Le destin tragique d’un «sans-patrie»

Ödön von Horváth naît en 1901 près de Trieste, sur l’Adriatique. Il est donc citoyen de l’Empire austro-hongrois, qui sera démembré après 1918. Son père est fonctionnaire diplomatique; à cette situation, Horváth doit une enfance errante: il vit ses premières années à Presbourg (aujourd’hui Bratislava), puis à Vienne, à Venise, à Belgrade, à Munich et à Budapest. Écrivain d’expression allemande, c’est en Allemagne qu’il sera reconnu et joué. Il reste néanmoins un Heimatlos , un sans-patrie. De l’ancien Empire austro-hongrois, qui avait réuni plus de deux cents nations et qui, en dépit de sa très ancienne culture, restait absolutiste, féodal, figé dans un «romantisme de boutiquier» et une «étiquette espagnole», Horváth parle avec une ironie féroce, proche de celle de Nestroy. La patrie de Horváth est utopique: elle se nomme Liberté. L’errance reprendra en 1933, sous la forme de l’exil. Horváth est alors l’un des auteurs les plus célèbres et les plus joués en Allemagne; l’un des plus opposés, aussi, au totalitarisme national-socialiste. En 1933, les nazis effectuent une perquisition dans la maison que les parents de Horváth possèdent à Murnau. Il fuit, à Salzbourg d’abord, puis à Vienne. Son intention est de revenir en Allemagne, pour y étudier de près cette faune nazie qui lui paraît si bestiale (tierisch ) et écrire un livre sur elle. En 1934, il se rend à Budapest dans le dessein d’y faire confirmer sa nationalité hongroise et revient à Berlin. C’est sous-estimer la vigilance des nazis, qui lancent contre lui de nouvelles poursuites: cette fois, c’est l’exil définitif. Il séjourne à Prague, à Vienne, puis en Suisse, ultime refuge. Le 18 mai 1938, Horváth gagne Bruxelles, puis Amsterdam. Lisant les lignes de sa main, une gitane chiromancienne lui prédit qu’un événement décisif l’attend à Paris; il y arrive le 28 mai 1938 pour y rencontrer Armand Pierhal, traducteur de deux de ses romans, et le cinéaste américain Robert Siodmak, avec lequel il a un projet de film. Le 1er juin, jour de tempête sur Paris, Horváth est blessé par la chute d’un grand marronnier, alors qu’il traverse les bosquets des Champs-Élysées. Les vertèbres cervicales brisées, il meurt pendant son transport au poste de secours. Il a trente-sept ans, et laisse des poèmes, des romans, des ébauches diverses et dix-sept pièces achevées. Vient la guerre et, pour Horváth, une seconde mort: celle de l’oubli.
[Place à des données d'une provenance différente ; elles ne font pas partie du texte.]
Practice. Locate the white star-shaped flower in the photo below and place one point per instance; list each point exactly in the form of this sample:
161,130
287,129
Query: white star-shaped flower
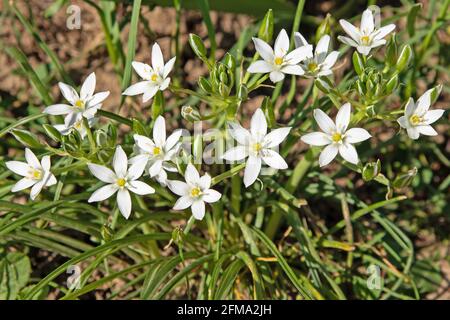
366,37
159,152
278,61
36,174
74,121
321,62
257,145
122,180
417,118
336,137
155,77
86,104
194,192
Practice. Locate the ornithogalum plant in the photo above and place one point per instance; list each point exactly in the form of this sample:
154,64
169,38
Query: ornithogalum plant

Depuis les années cinquante, Horváth est l’un des auteurs les plus joués non seulement en Allemagne, mais en Autriche, en Suisse, en France, en Italie, en Suède, au Portugal – après la mort de Salazar – et en Angleterre. S’il a longtemps demeuré proscrit dans les pays de l’Est, le théâtre de Horváth a intéressé des troupes d’idéologie marxiste, notamment en France. Accessible au moins sophistiqué des spectateurs, il est populaire, sans rhétorique ni didactisme. À sa liberté à l’égard des modes, des écoles, des partis, l’œuvre dramatique de Horváth doit sa survie; cette liberté d’esprit n’implique nullement la neutralité politique: Horváth est un homme de gauche, si c’est être de gauche que de vouloir un socialisme qui ne mutile ni n’asservit. De cette liberté, Horváth paiera le prix, même après la chute du nazisme. Quand reviennent les «grands», Piscator et Brecht, aucun parti ne le revendique. Sa renaissance sera lente, mais ira croissant à mesure que redeviennent actuels les thèmes qu’il a traités. On comprend enfin que cette dramaturgie non inféodée est en réalité plus virulente que maintes œuvres officiellement engagées. Son étonnante modernité tient à quatre facteurs principaux: le traitement de l’histoire dans sa quotidienneté, l’intégration subtile des données de la psychanalyse, le traitement novateur du langage, l’analyse, lucide et juste, de la condition féminine.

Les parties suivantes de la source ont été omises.